Kind asked another question.
"Did Sir Simon smoke?"
"No," said Browne, "he never smoked in his life."
"In that case," Kind fished out the stump of a cigarette, "what do you make of that? I found it in your room, Mr. Herries."
The young man took the cigarette, which was burnt down half way, and examined it carefully. Then he smelt it.
"Periquette tobacco?" said he thoughtfully, "comes from France,--from Algiers,--from----"
"Tangiers," interposed Kind, taking the cigarette, "see,--this cigarette is marked 'Tangerian.' I have never seen one like that in England. It might have come from France, or from Algiers or Tangiers, but one thing we can be certain of, that the murderer came from foreign parts only a short time ago. A man doesn't keep cigarettes for months, unless he has a large quantity. The murderer may have had a quantity, but the chances are that he hadn't. In fact," Kind leaned back with the air of a man, who has made up his mind, "I believe that the man came from a ship and was a sailor, else why should he have displayed such activity in climbing up to a window."
"It's all theory," said Browne, shaking his head disconsolately.
"The cigarette isn't."
"No. All the same, I don't see how you are going to find this man."
"That must be your task, doctor."
"Mine?" Browne jumped up.
"Yes. Mr. Herries must stop here for the present. Later, when I have found the man, he can give himself up. You, doctor, know Miss Maud Tedder, the daughter of the deceased?"
"Yes."
"Then go and see her at Tarhaven. Ask her questions, for in Sir Simon's past life will be found the reason for his murder."
"But if it was blackmail, and I am bound to say that it looks like it,--and if the meeting was kept secret, I don't see what Miss Tedder will know."

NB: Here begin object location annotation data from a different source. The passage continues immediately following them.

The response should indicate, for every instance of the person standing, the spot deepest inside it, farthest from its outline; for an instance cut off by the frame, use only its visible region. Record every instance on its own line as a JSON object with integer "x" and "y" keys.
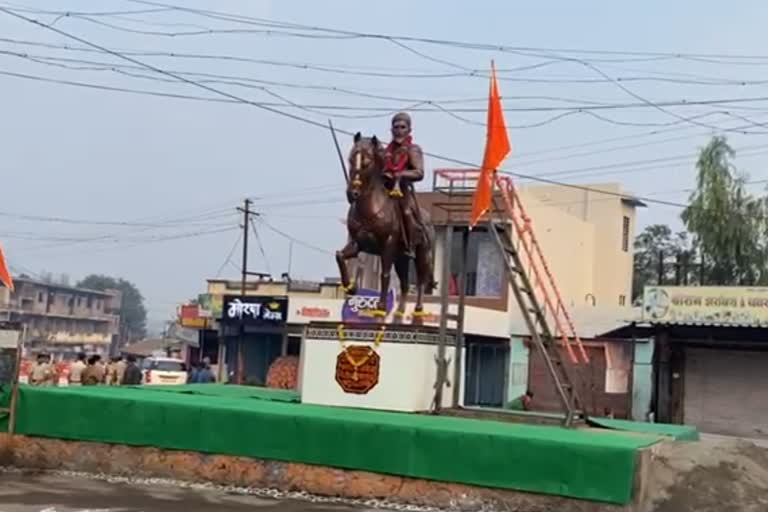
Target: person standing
{"x": 42, "y": 372}
{"x": 76, "y": 371}
{"x": 93, "y": 373}
{"x": 132, "y": 375}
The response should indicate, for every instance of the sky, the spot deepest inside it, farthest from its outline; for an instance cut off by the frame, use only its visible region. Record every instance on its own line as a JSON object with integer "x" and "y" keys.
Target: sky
{"x": 145, "y": 187}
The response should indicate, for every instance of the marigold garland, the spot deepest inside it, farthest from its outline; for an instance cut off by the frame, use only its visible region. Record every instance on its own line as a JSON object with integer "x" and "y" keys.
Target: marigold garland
{"x": 361, "y": 362}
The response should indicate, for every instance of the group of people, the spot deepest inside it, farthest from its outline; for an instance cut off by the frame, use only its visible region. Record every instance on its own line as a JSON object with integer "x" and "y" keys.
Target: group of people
{"x": 88, "y": 371}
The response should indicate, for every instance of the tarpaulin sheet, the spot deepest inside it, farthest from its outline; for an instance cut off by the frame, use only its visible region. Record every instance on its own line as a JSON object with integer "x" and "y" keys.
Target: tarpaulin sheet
{"x": 533, "y": 458}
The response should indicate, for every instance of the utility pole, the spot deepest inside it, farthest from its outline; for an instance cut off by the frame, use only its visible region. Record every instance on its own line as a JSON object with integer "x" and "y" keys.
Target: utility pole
{"x": 290, "y": 257}
{"x": 246, "y": 209}
{"x": 246, "y": 224}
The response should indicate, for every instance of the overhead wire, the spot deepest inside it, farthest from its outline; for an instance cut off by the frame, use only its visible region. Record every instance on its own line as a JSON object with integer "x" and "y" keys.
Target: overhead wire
{"x": 261, "y": 246}
{"x": 287, "y": 114}
{"x": 231, "y": 252}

"Ah, I must leave the hunting of the man to your cleverness," said Kind. "You have the entry of the house at Tarhaven and can prosecute your enquiries without suspicion. I can't do that, but while you are working at Tarhaven, I'll search round here, and I daresay I'll learn something worth knowing."
Browne nodded.
"I'll do my best," he said. "I'll call and see Miss Tedder to-morrow, and question her."
"And tell her," said Herries in a low voice, "that the man who loved her is in danger."
"I daresay she'll know that to-night from Trent," said Browne calmly. "Do you love her now, Herries?"
"No. She treated me very badly."
"Just what a girl like that would do. She has no heart; she is a penny doll, full of whims and fancies, with a passion for rank and fine clothes. Humph! She'll be able to indulge now, as she will undoubtedly have something like fifty thousand a year. But perhaps, for the sake of auld lang syne," he added clapping his friend on the shoulder, "she may spend some of the money in saving you."
"I'll do that," said Kind sharply, and with a glance in the direction of his still sleeping wife. "Nothing I can do is too much for the man who gave me back my Rachel."
"You will stay here, of course?" Browne asked Herries, looking at the floor, where the hiding-place was concealed.
"Yes. I am guided by Kind, who thinks it best."
"Meantime, I do," said the Cheap-jack, "later, when we are sure of our ground, you can give yourself up. But to surrender now, would be to put a rope round your neck. Trent is a blundering ass."
"I quite agree with you," said Browne heartily. "Well, good-bye, Herries, I must return to the inn, and to-morrow, I'll see Miss Tedder at Tarhaven. And Gowrie?"
"I'll find him," said Kind, quickly, "he certainly may be able to help, and he will too. Elspeth will make him!"
"How do you know?"
"Elspeth said that she was Gowrie's daughter," said Kind briefly. "The man is unknown to me, but Elspeth will find him."